Seqanswers Leaderboard Ad

Collapse

Announcement

Collapse
No announcement yet.
X
 
  • Filter
  • Time
  • Show
Clear All
new posts

  • hisat2 file reads don't match up

    Hello all. For a few of my samples, I am getting this error that the reads aren't matching up between my two mates:
    Code:
    Error, fewer reads in file specified with -1 than in file specified with -2
    libc++abi.dylib: terminating with uncaught exception of type int
    (ERR): hisat2-align died with signal 6 (ABRT)
    Here is the command that I used for reference:
    Code:
    hisat2 -q -p 8 -x /Volumes/cachannel/RNA_SEQ/Notch_RNASeq/in_silico_test/HISAT2_INDEXES/Xenopus_Laevis -1 /Volumes/cachannel/RNA_SEQ/Notch_RNASeq/in_silico_test/25\%/Sample_10/10_TAGCTT_L005_R1_001.fastq_sub_sample_0.25,/Volumes/cachannel/RNA_SEQ/Notch_RNASeq/in_silico_test/25\%/Sample_10/10_TAGCTT_L006_R1_001.fastq_sub_sample_0.25,/Volumes/cachannel/RNA_SEQ/Notch_RNASeq/in_silico_test/25\%/Sample_10/10_TAGCTT_L007_R1_001.fastq_sub_sample_0.25,/Volumes/cachannel/RNA_SEQ/Notch_RNASeq/in_silico_test/25\%/Sample_10/10_TAGCTT_L008_R1_001.fastq_sub_sample_0.25 -2 /Volumes/cachannel/RNA_SEQ/Notch_RNASeq/in_silico_test/25\%/Sample_10/10_TAGCTT_L005_R2_001.fastq_sub_sample_0.25,/Volumes/cachannel/RNA_SEQ/Notch_RNASeq/in_silico_test/25\%/Sample_10/10_TAGCTT_L006_R2_001.fastq_sub_sample_0.25,/Volumes/cachannel/RNA_SEQ/Notch_RNASeq/in_silico_test/25\%/Sample_10/10_TAGCTT_L007_R2_001.fastq_sub_sample_0.25,/Volumes/cachannel/RNA_SEQ/Notch_RNASeq/in_silico_test/25\%/Sample_10/10_TAGCTT_L008_R2_001.fastq_sub_sample_0.25 -S Sample_10_hisat_results.sam
    It should be noted that these samples have been subsampled using this script that utilizes htseq to subsample mate pairs:
    Code:
    tophat_folders = [os.path.join(root, name)
                 for root, dirs, files in os.walk(os.getcwd()) #does for the current directory in the shell!!!!     
                 for name in files
                 if name.endswith(".fastq")]
    
    #within the sample file, need to go into results folder to get the .fastq file 
    for files in tophat_folders:
    	print(files)
    
    fraction = float(.1)
    
    print("fastq files being ran through")
    for v, w in zip(tophat_folders[::2], tophat_folders[1::2]):
    	in1 = v 
    	in2 = w
    	print("Mate 1 is", v)
    	print("Mate 2 is", w)
    	iter1 = iter( HTSeq.FastqReader( in1 ) )
    	iter2 = iter( HTSeq.FastqReader( in2 ) )
    
    	output1 = in1 + "_sub_sample_" + str(fraction)
    	output2 = in2 + "_sub_sample_" + str(fraction)
    	out1 = open( output1, "w" )
    	out2 = open( output2, "w" )
    
    	for read1, read2 in itertools.izip( iter1, iter2 ):
    	   if random.random() < fraction:
    	      read1.write_to_fastq_file( out1 )
    	      read2.write_to_fastq_file( out2 )
    	      
    	out1.close()
    	out2.close()
    When I ran the above script it executed quite smoothly, but it seems to have had errors in a couple files. When I re-run the subsampling script through samples that get the above error when running through hisat2, it works fine.

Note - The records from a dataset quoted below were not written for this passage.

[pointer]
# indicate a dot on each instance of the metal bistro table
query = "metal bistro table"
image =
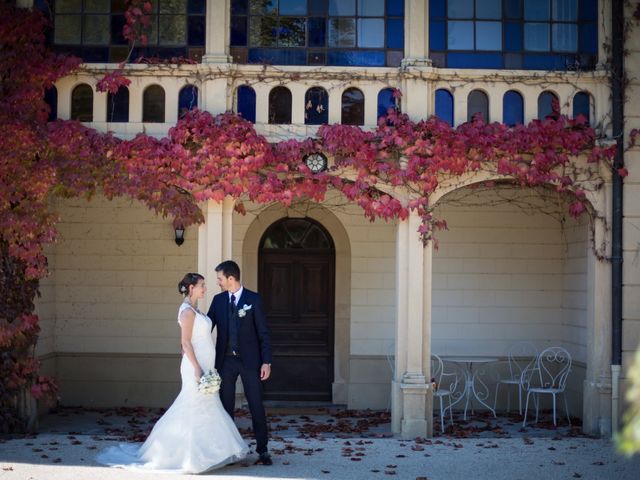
(474, 387)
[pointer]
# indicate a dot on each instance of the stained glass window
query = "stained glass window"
(478, 103)
(352, 107)
(280, 105)
(316, 106)
(444, 105)
(82, 103)
(512, 108)
(153, 104)
(118, 105)
(93, 29)
(318, 32)
(514, 34)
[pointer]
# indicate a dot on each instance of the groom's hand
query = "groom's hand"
(265, 371)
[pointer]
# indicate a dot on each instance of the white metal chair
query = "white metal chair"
(444, 384)
(548, 375)
(519, 356)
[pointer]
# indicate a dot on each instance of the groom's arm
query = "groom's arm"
(264, 337)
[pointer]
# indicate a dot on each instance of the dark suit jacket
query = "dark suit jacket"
(254, 340)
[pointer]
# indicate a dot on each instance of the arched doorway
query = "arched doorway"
(296, 277)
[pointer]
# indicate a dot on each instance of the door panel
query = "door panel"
(298, 291)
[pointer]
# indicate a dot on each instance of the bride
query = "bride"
(196, 434)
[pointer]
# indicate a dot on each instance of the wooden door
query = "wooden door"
(296, 281)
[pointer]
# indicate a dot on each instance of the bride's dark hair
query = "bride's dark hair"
(189, 279)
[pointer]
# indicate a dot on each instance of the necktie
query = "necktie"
(233, 324)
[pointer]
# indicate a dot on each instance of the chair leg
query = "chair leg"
(526, 409)
(519, 399)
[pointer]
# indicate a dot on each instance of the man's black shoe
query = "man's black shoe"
(265, 459)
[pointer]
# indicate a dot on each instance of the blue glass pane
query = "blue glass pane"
(117, 24)
(317, 7)
(565, 10)
(565, 37)
(474, 60)
(371, 32)
(196, 30)
(51, 99)
(395, 33)
(513, 8)
(239, 7)
(488, 36)
(513, 37)
(118, 106)
(238, 31)
(342, 7)
(536, 37)
(316, 106)
(444, 106)
(395, 8)
(460, 35)
(247, 103)
(588, 10)
(187, 99)
(317, 35)
(588, 38)
(293, 7)
(460, 8)
(544, 62)
(436, 35)
(263, 7)
(489, 9)
(436, 9)
(512, 108)
(342, 32)
(356, 58)
(385, 102)
(545, 104)
(272, 56)
(198, 6)
(536, 10)
(371, 8)
(582, 105)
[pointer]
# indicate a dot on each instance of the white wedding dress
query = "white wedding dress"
(195, 434)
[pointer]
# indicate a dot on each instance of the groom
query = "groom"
(243, 348)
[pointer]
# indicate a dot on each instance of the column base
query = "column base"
(416, 62)
(414, 394)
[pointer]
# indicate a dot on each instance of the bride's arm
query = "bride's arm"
(187, 317)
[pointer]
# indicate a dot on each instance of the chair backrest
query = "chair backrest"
(520, 356)
(551, 369)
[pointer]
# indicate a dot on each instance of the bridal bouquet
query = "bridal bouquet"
(209, 382)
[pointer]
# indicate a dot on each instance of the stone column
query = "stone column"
(409, 387)
(597, 383)
(218, 23)
(416, 33)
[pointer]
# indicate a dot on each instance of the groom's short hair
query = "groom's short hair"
(229, 268)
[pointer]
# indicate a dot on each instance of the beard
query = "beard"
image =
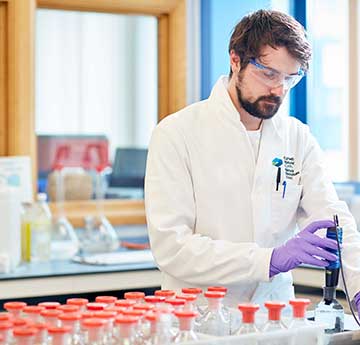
(264, 107)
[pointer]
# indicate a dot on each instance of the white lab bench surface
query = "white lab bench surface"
(61, 277)
(66, 277)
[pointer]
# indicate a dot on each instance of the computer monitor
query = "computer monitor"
(129, 168)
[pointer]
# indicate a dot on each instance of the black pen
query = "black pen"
(278, 178)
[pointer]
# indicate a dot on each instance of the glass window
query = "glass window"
(327, 82)
(96, 92)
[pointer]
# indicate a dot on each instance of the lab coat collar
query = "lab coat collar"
(221, 97)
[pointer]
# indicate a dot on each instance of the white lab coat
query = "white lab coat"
(213, 213)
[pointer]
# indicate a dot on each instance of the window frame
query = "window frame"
(17, 86)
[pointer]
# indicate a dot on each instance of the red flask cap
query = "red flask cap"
(217, 288)
(248, 311)
(165, 293)
(274, 309)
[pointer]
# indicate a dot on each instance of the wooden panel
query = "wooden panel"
(155, 7)
(117, 211)
(21, 129)
(163, 66)
(3, 78)
(177, 51)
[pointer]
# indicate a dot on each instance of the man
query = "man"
(227, 181)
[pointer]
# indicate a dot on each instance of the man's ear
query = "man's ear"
(235, 63)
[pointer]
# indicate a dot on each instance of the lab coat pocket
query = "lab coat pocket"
(283, 209)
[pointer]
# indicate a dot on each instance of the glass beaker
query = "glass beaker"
(99, 235)
(64, 242)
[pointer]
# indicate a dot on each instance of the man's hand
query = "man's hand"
(304, 248)
(357, 303)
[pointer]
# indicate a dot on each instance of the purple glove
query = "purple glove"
(302, 248)
(357, 302)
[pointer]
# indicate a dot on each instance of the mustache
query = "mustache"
(274, 99)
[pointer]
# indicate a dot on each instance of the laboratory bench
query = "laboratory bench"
(65, 277)
(61, 277)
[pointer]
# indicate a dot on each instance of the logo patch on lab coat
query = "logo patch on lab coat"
(289, 165)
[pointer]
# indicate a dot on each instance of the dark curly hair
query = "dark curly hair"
(273, 28)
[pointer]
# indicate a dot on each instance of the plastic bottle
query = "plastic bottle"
(6, 331)
(108, 300)
(72, 321)
(198, 292)
(15, 308)
(5, 316)
(40, 227)
(234, 324)
(64, 242)
(175, 304)
(186, 326)
(26, 232)
(49, 305)
(126, 329)
(109, 318)
(139, 327)
(94, 306)
(136, 296)
(274, 322)
(59, 335)
(24, 335)
(152, 318)
(299, 306)
(248, 318)
(41, 337)
(164, 332)
(94, 332)
(213, 321)
(66, 308)
(157, 301)
(51, 316)
(33, 312)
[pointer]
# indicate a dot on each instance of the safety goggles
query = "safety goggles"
(273, 78)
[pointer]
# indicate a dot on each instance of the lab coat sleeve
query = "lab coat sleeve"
(171, 217)
(320, 201)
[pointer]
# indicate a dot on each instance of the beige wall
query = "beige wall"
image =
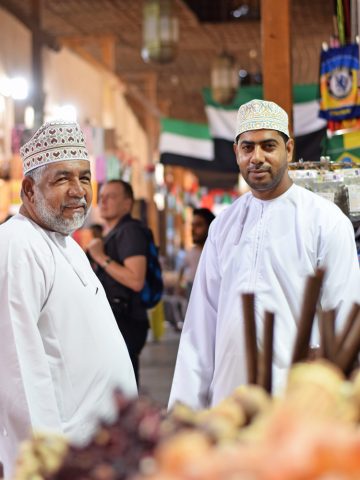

Any idea on this?

  • #2
    No clue why the script is giving you issues. In the future, though, you might use seqtk to subsample files. It's quite quick (it'll very likely be faster than python) and you can give it a seed, so the subsampling is reproducible.

    Comment


    • #3
      What do you mean by seed?

      Comment


      • #4
        Have a look at wikipedia.

        Comment


        • #5
          Thanks for bringing that to my attention. So currently each time a file is being subsampled it is presumably using a different seed.
          Code:
          random.seed(None)
          However, to fix this and establish a seed for better consistency using this line at the beginning of the script will establish the seed:
          Code:
          random.seed(100)
          My question when using a consistent seed is does it make a difference when subsampling multiple mate pairs of the same sample? Presumably the reads in the mate pairs are random when comparing the pairs against each other.

          Comment


          • #6
            Stated differently, "Suppose I manually specify a seed before going through each file, if the 'i'th read in file 1 is selected will the 'i'th read of other files also be selected?" The answer is yes. Having said that, if you use something pre-existing (e.g., seqtk), then you don't need to spend time debugging your own scripts.

            Comment


            • #7
              Yes, I understand the 'i'th read will be selected from both files if specified with the same seed. Although this is good for reproducibility, what are the other advantages? Why is it important to use the same seed when subsamplng paired-end mates?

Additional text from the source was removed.